A Fogueira das Vaidades,
de Brian De Palma


The Bonfire Of Vanities, 1990


Tom Hanks e Bruce Willis em A Fogueira das Vaidades

Ao longo de sua carreira, Brian De Palma viu vários de seus filmes serem pessimamente recebidos pela critica especializada à época de seus lançamentos. Provavelmente nenhum tanto quanto A Fogueira das Vaidades. O livro de Tom Wolfe tinha à época tamanho status junto aos fazedores de moda, que é bem possível que independente dos resultados finais e da abordagem que o filme recebesse, a reação negativa teria sido a mesma (de fato, Paulo Francis já falava mal do filme no seu prefácio para a primeira edição nacional do livro uns bons dois ou três anos antes dele chegar aos cinemas). Com este tipo de expectativa sobre uma adaptação literária, parece não sobrar muito espaço para algo além de uma ilustração literal do material original, nada poderia ser menos do feitio de De Palma do que isto, e parte dos méritos de A Fogueira das Vaidades é justamente o quanto ele se põe contra esta corrente.
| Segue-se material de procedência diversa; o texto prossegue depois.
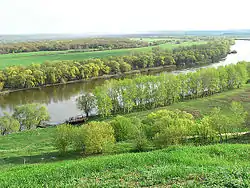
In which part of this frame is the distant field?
[131,37,173,42]
[0,42,205,69]
[0,84,250,188]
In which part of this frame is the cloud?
[0,0,250,34]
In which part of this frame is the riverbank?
[0,65,176,96]
[0,85,250,187]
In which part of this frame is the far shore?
[0,65,176,96]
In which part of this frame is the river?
[0,40,250,122]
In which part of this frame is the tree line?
[54,102,247,155]
[94,62,250,116]
[0,40,233,91]
[0,38,164,54]
[0,103,50,135]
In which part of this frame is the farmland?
[0,41,205,69]
[0,85,250,187]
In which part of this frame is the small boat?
[65,115,88,125]
[37,122,63,128]
[230,50,237,54]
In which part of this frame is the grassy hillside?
[0,42,205,69]
[0,144,250,187]
[0,84,250,187]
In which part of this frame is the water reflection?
[0,41,250,121]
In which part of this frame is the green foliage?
[143,110,195,148]
[110,116,137,142]
[82,122,115,154]
[76,93,96,117]
[192,116,217,145]
[0,144,250,188]
[13,103,49,129]
[0,113,20,135]
[54,124,74,153]
[0,40,230,89]
[94,63,247,116]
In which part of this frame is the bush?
[110,116,136,142]
[80,122,115,154]
[144,110,195,148]
[194,116,217,145]
[55,124,74,153]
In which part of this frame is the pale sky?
[0,0,250,34]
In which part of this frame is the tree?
[54,124,74,153]
[82,122,115,154]
[13,104,49,131]
[0,113,20,135]
[143,110,194,148]
[76,93,96,117]
[110,116,136,142]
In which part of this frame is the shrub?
[144,110,194,148]
[110,116,136,142]
[81,122,115,154]
[55,124,74,153]
[193,116,217,144]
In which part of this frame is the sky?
[0,0,250,34]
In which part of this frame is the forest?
[0,38,171,54]
[94,62,250,116]
[0,62,250,136]
[0,39,234,91]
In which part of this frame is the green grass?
[0,85,250,187]
[0,42,205,69]
[0,144,250,187]
[131,37,178,42]
[122,84,250,127]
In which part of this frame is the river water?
[0,40,250,122]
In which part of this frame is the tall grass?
[0,144,250,187]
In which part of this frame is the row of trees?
[0,104,50,135]
[0,40,231,91]
[0,38,150,54]
[94,62,249,116]
[55,102,247,154]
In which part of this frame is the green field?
[0,144,250,188]
[0,84,250,187]
[0,42,205,69]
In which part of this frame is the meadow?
[0,84,250,187]
[0,41,205,69]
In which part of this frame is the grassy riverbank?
[0,144,250,187]
[0,84,250,175]
[0,65,176,96]
[0,41,205,69]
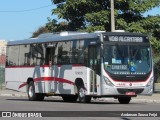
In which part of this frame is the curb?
[0,93,160,103]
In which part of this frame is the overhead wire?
[0,5,52,13]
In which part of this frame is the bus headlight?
[146,77,154,87]
[103,76,114,86]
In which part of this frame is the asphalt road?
[0,96,160,120]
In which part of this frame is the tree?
[32,26,49,38]
[51,0,160,37]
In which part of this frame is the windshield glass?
[104,44,151,75]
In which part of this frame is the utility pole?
[110,0,115,32]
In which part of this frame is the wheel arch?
[27,77,34,85]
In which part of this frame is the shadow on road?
[6,98,143,105]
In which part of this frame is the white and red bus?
[5,32,154,104]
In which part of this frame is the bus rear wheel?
[27,81,44,101]
[118,97,131,104]
[78,86,91,103]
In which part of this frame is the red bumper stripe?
[18,77,74,89]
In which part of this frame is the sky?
[0,0,160,41]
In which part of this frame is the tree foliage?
[51,0,160,37]
[48,0,160,79]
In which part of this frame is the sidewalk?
[0,89,160,103]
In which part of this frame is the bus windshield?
[104,44,151,75]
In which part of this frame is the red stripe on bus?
[18,82,27,89]
[34,77,74,85]
[6,64,85,68]
[18,77,74,89]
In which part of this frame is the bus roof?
[7,32,146,46]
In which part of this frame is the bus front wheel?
[78,86,91,103]
[118,97,131,104]
[27,81,44,101]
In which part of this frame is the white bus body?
[5,32,153,103]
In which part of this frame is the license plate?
[126,92,136,95]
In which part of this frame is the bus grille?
[117,88,144,94]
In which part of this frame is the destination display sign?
[104,35,149,43]
[108,36,143,42]
[111,65,128,70]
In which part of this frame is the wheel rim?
[28,86,33,97]
[79,88,86,98]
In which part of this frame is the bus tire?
[27,81,38,101]
[62,95,78,102]
[36,93,45,101]
[118,97,131,104]
[78,86,91,103]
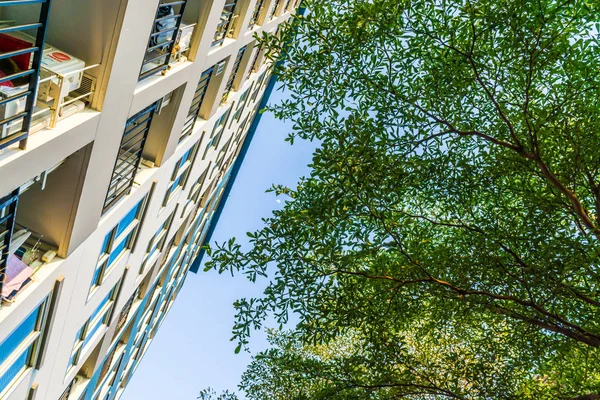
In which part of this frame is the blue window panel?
[88,289,115,324]
[179,149,192,168]
[69,352,77,366]
[0,307,40,364]
[108,232,133,267]
[116,202,142,237]
[0,345,33,392]
[169,174,183,196]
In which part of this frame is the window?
[252,71,267,101]
[202,107,231,159]
[91,196,148,290]
[247,46,262,78]
[189,163,210,204]
[139,0,187,80]
[221,46,246,104]
[231,88,251,123]
[163,143,199,206]
[113,286,140,340]
[102,102,159,213]
[269,0,281,19]
[212,0,237,46]
[179,67,215,142]
[69,283,120,368]
[0,1,50,150]
[0,299,49,398]
[140,211,175,274]
[248,0,265,30]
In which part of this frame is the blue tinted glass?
[69,353,77,365]
[117,202,142,237]
[0,345,33,392]
[100,230,113,255]
[108,232,133,267]
[0,307,40,364]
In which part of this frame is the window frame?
[67,280,121,374]
[90,194,148,295]
[163,141,200,207]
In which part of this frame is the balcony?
[269,0,281,20]
[102,102,159,213]
[139,0,193,80]
[248,0,265,30]
[0,157,76,303]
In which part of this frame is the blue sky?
[122,87,314,400]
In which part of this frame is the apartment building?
[0,0,299,400]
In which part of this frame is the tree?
[207,0,600,400]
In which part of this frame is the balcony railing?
[0,185,56,302]
[212,0,237,46]
[221,46,246,104]
[139,0,187,80]
[248,0,265,30]
[102,102,159,213]
[269,0,281,19]
[0,0,51,150]
[115,286,140,334]
[248,46,262,78]
[179,67,215,141]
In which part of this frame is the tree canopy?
[204,0,600,400]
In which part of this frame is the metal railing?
[221,46,246,104]
[138,0,187,81]
[269,0,281,19]
[179,67,215,142]
[0,0,51,150]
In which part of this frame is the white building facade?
[0,0,300,400]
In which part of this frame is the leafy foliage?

Na verdade, pode-se dizer que A Fogueiras das Vaidades de Brian De Palma é uma anti-adaptação, um filme contra o livro. Boa parte do que o filme tem de mais interessante, e também de problemático, deriva disso. Nada pode ser mais middlebrow do que o livro de Wolfe com a sua critica que critica tudo, menos o leitor, suas longas descrições do estado psicológico de seu protagonista, sua prosa cuidadosamente bem escrita, etc. De Palma não só transformou o livro numa comédia, como fez questão de explicitar o que havia de vulgar no material original. Eliminou toda a crise existencial do anti-herói (Tom Hanks, que De Palma molda sobre o George Amberson que Tim Holt interpretava no Soberba de Welles), e transformou o cínico jornalista inglês que era a "consciência" do livro, no próprio autor dele. A cena inicial onde um alcoolizado Bruce Willis (o tal jornalista) é recebido num luxuoso jantar em sua homenagem onde receberá um prêmio por seu livro, entrega as regras do jogo e da o tom do que se seguirá. Algo que foi bem descrito pelo Inácio Araújo, na Folha de São Paulo, como "de um livro que pretendia ser uma crítica ao universo yuppie, [De Palma] extraiu, no filme, uma crítica ao yuppismo dos críticos do yuppismo".
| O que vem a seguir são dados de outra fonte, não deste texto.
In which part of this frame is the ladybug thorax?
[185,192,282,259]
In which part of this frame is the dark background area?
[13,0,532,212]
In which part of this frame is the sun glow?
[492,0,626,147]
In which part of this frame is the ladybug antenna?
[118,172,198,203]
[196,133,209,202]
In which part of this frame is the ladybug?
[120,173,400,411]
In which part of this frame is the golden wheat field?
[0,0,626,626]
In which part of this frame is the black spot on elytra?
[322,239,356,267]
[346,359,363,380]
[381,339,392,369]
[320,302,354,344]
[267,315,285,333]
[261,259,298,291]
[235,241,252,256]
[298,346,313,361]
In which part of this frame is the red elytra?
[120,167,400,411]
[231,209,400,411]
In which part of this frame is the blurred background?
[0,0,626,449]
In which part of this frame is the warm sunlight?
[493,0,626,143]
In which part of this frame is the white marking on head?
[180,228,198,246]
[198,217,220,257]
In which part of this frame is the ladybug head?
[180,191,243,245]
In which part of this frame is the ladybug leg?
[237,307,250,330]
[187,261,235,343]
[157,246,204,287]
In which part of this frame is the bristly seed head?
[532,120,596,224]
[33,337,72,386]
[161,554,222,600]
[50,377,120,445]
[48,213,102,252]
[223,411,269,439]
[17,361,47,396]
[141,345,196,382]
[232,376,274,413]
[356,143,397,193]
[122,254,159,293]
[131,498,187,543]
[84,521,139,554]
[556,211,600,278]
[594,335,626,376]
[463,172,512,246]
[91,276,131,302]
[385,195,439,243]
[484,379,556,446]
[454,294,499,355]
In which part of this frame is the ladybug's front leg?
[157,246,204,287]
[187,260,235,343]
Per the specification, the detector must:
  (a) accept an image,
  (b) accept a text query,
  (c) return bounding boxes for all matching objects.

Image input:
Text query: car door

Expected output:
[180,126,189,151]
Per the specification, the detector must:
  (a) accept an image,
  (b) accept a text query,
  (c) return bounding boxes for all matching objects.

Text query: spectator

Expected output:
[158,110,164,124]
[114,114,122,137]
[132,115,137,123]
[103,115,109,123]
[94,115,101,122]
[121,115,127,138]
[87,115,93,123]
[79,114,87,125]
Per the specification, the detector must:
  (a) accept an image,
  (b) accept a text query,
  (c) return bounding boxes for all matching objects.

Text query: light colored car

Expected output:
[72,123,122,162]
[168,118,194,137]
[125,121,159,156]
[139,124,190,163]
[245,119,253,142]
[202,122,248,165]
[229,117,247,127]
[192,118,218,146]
Se A Fogueira das Vaidades passa a largo de ser um dos grandes filmes do diretor, isto se deve muito a dois problemas. Para uma comédia, o filme tem pouquíssimos bons momentos de humor, os excessos e as caricaturas em que De Palma transformou o livro de Wolfe não são mais que excessos e caricaturas, raramente se tornando engraçadas. Isto seria de pouca relevância já que há vários bons momentos que mais do que compensam aos por menores que ele possa ter como comédia. Outro talvez seja o grande questionamento que a empreitada de De Palma levanta, qual a razão de se adaptar algo em que não se acredita? Ok, Welles afirmou que nunca leu o livro em que A Marca da Maldade se baseia, Godard chegou a declarar que só devíamos adaptar livros ruins, mas em nenhum destes casos a relação que se estabelecia com o material original era igual a proposta por De Palma. Se para Welles ou Godard se tratava de usar superficialmente policiais vagabundos como ponto de partida para seus interesses estéticos e discussões autorais, o filme de De Palma termina por construir uma relação muito próxima com o original literário, sendo que algumas decisões do diretor só consigam ser plenamente compreensíveis como reação ao original (vide o tratamento dado ao ativista negro interesseiro). Daí, talvez, este A Fogueira das Vaidades ser o mais esperado dos "fracassos" de De Palma. Mesmo não sendo um dos seus trabalhos mais vigorosos, é um avanço considerável sobre a fonte original, e esconde vários belos momentos.